【第2章】君たちを繋ぐパレット 第8話
(うー……寒いー……)
パパとママは夜の2時頃寝るってことが分かった。寝る時になると、エアコンとストーブが消える……本当は朝までつけておいて欲しいとわたしは思っている。
(んー……どうしよう)
(……寒い)
わたしは窓のそばが好き。だって外もパトロールしないといけないでしょ?でも……窓からはスースーと隙間風が入って来るのよね……
「にゃーちゃん? 寝るよ」
パパとママは寝る前になると、ちゃんと声をかけてくれる。すっごく嬉しい。
「にゃー!(まだ遊ぼうよー!)」
「ん? 何?」
「にゃあー(だから……遊ぼうってば)」
「パパは朝早いから……もう遊ばないよ?」
「にゃ……(えぇー……)」
寝るの早いよ……。これからじゃん、夜は。
パパとママの家に来て分かったこと。夜の2時くらいには寝て、朝の6時とか7時頃に起きる。わたしはお昼の時間はずっと寝てるから……微妙に遊ぶ時間が合わない。
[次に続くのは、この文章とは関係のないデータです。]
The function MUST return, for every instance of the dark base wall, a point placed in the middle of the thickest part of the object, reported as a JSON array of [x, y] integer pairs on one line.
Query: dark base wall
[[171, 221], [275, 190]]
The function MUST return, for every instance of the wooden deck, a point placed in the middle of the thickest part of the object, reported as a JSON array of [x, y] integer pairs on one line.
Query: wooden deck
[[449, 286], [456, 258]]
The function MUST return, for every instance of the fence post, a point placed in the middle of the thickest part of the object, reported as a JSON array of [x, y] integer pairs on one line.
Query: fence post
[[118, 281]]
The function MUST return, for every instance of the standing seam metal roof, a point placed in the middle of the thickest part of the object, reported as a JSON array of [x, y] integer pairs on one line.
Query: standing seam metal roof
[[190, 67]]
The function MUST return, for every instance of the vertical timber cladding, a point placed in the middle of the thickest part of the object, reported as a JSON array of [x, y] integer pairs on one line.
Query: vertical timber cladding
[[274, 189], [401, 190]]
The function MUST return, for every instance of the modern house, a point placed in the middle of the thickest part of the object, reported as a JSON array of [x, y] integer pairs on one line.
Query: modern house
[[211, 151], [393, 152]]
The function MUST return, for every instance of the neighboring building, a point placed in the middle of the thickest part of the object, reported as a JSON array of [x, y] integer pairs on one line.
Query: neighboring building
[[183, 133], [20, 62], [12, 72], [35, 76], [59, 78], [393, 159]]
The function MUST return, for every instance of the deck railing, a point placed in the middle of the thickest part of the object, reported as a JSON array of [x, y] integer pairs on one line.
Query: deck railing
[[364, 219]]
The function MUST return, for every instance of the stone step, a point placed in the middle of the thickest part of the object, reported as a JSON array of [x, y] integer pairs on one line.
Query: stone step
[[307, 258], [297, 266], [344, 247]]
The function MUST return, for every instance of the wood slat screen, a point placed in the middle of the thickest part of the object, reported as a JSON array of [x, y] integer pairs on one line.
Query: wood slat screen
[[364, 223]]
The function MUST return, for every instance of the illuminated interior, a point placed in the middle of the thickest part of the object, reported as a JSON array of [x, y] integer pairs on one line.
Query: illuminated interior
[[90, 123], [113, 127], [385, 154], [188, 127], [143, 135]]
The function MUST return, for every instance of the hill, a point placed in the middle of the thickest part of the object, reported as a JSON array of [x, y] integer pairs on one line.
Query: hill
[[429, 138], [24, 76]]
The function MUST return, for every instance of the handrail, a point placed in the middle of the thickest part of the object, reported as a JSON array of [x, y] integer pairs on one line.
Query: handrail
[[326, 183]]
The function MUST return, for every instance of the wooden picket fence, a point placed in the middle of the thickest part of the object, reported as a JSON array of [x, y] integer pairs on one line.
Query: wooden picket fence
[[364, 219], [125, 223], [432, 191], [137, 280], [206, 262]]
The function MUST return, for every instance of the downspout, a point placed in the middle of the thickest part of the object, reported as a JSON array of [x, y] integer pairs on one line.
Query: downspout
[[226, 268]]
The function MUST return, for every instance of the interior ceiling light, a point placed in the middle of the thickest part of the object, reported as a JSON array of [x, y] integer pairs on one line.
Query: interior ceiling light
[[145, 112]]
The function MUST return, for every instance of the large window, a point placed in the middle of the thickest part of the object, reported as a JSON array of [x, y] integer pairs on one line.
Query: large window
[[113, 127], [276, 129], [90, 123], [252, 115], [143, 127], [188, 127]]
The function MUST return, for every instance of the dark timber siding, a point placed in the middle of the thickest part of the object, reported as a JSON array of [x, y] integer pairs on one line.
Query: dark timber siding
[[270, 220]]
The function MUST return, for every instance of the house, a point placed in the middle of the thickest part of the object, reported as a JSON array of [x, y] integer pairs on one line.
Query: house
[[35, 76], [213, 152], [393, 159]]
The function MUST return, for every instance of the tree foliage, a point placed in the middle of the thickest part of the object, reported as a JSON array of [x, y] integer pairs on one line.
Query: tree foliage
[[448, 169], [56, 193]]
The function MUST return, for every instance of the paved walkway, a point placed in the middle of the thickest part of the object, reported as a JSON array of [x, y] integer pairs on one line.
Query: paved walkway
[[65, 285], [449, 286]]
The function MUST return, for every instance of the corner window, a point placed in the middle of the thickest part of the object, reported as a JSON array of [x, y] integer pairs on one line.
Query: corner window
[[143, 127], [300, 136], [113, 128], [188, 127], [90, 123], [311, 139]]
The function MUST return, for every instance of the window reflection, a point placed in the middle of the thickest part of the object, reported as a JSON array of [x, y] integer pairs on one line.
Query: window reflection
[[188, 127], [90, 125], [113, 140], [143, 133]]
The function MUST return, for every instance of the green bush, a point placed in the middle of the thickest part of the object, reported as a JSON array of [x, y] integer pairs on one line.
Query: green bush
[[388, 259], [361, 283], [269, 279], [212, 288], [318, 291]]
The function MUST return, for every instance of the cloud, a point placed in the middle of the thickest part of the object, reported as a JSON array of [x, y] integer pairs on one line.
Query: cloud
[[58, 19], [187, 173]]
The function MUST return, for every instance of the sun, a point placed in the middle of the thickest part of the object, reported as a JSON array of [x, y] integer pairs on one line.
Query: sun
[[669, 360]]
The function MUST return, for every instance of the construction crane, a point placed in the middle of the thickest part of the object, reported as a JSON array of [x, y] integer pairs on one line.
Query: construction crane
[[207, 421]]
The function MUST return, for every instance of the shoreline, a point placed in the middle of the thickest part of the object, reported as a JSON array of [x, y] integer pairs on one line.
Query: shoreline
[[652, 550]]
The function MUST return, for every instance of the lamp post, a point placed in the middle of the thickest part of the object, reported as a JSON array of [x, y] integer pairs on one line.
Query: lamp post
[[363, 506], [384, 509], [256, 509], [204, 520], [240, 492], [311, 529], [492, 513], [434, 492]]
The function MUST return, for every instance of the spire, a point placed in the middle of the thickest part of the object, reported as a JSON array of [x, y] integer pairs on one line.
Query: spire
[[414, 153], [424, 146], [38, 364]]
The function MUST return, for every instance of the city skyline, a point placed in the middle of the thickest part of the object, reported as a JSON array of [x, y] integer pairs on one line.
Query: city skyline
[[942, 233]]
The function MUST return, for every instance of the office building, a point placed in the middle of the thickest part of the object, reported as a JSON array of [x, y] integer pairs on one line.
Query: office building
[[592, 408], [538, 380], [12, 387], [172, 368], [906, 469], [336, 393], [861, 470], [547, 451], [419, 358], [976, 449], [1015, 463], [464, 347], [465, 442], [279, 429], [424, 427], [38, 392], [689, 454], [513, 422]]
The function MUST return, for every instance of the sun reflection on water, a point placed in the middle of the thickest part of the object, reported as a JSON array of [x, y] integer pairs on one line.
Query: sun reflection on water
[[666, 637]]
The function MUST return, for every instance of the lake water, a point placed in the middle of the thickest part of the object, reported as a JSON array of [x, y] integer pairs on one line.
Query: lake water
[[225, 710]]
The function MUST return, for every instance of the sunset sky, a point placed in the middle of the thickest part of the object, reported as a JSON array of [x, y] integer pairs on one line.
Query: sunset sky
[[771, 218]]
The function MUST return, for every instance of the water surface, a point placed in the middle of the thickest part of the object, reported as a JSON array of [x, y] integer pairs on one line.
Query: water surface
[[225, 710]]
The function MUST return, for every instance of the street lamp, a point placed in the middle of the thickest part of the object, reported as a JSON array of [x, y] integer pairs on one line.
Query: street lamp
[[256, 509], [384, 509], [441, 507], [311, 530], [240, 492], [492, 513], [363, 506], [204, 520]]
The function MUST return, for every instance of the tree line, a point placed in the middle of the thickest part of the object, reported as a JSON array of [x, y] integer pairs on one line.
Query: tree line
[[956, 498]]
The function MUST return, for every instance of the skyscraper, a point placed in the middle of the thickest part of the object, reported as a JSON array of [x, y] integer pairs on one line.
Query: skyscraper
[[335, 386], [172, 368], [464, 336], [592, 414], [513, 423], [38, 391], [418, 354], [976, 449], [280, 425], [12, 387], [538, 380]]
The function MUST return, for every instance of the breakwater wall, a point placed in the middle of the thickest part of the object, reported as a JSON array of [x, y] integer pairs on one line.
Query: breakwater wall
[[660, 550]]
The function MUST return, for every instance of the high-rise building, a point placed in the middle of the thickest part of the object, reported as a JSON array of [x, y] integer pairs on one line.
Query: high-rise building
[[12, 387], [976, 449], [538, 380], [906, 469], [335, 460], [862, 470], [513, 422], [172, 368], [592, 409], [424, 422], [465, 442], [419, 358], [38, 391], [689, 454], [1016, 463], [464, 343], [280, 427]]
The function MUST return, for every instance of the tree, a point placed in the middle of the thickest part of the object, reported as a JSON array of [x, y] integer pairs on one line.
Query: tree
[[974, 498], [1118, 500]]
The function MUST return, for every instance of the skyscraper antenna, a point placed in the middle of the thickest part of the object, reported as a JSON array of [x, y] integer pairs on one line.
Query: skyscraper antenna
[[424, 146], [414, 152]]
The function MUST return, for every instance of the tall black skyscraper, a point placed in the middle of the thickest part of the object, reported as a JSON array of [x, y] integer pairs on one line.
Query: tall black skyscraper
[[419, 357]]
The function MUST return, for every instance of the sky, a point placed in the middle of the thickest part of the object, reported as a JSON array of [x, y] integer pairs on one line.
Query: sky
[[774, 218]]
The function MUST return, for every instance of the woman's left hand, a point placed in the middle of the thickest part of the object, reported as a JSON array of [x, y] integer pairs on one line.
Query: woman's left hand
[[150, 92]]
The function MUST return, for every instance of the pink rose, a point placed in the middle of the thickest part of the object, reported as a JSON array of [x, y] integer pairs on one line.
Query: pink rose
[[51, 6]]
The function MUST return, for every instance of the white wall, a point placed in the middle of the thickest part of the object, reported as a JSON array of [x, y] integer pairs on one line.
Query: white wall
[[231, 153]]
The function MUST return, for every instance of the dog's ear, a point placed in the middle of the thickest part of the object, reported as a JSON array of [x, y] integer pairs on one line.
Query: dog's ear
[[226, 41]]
寝て欲しくない理由。さっきも言ったけど……ストーブとエアコンが消えちゃうから。
(……もう……仕方ない)
「にゃー!(わたしも行く!)」
「あっ、にゃーちゃん。……入る?」
「どっち入るかな」
パパとママが布団をぺらりとめくってくれてる。
……わたしはパパの布団の中に滑り込む。なんだろ、パパの布団の中の方が……暖かい気がする。別にママが嫌いってことじゃない。ママも大好き。
「やっぱり、にゃーちゃんはあなたの事、大好きね」
(ん……ママも好きだよ)
するりとパパの布団に潜って、ガサゴソと体勢を整える。くるんと向きを変えて……わたしの指定席へと向かう。
「また、ここなの?」
パパの脇の下から入って、付け根の部分にアゴを乗せる。……そうすると……ちょうど良い高さだし、顔だけ布団から出るし……ここが最高。
「腕、疲れるんだよなぁ」
困った顔してるけどさ……何よ?ちょっと嬉しそうに見えるけど?
家に来て2日目から、わたしはここで寝ている。
(パパたちの生活に、合せてあげるわよ)
(仕方なく……だからね?)
パパの温もりに包まれながら……
今日もわたしは、たっぷりと眠る。